# Opensource LLM based RAG for information retrieval from 100 research papers

Overview of approach:
*   Different opensource light weight LLMs for each task. Embedding creation, Summerization of retrieved chunks and Q&A
*   Fassai for indexing (IndexIVFFlat trained)
*   Ngrok for serving flask through colab

Discussion on improvement (Approach not taken due to unavailability of free gpu credits):


* Text extraction using LLM to retain table and chart info better

* Finetuning on Research papers

* More advanced LLM can also be utilized which can handle all the three task together.

* Prompting can be leveraged to further improve the output.

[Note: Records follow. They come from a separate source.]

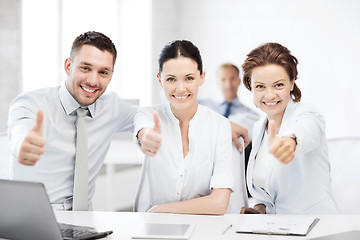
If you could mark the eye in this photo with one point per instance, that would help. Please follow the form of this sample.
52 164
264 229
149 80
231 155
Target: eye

* Memory chain, aggregation of reasoning, pdf level llm agents are few other techniques that can be leveraged to improve the performance and experience.

How to test code:

* open colab in your account.
* upload extracted pdf file directory and update path.
* change runtime type and set T4 GPU.
* execute all cell then at end you will get ngrok tunnel like "https://*********.ngrok-free.app".
* open it and use chat.

NOTE: Retrieval code is retrieving relevant chunks from documents. Q&A needs some work for consistant result generation.

In [1]:
!pip install PyMuPDF faiss-gpu langchain langchain-community sentence-transformers

Collecting PyMuPDF
  Downloading PyMuPDF-1.24.4-cp310-none-manylinux2014_x86_64.whl (3.5 MB)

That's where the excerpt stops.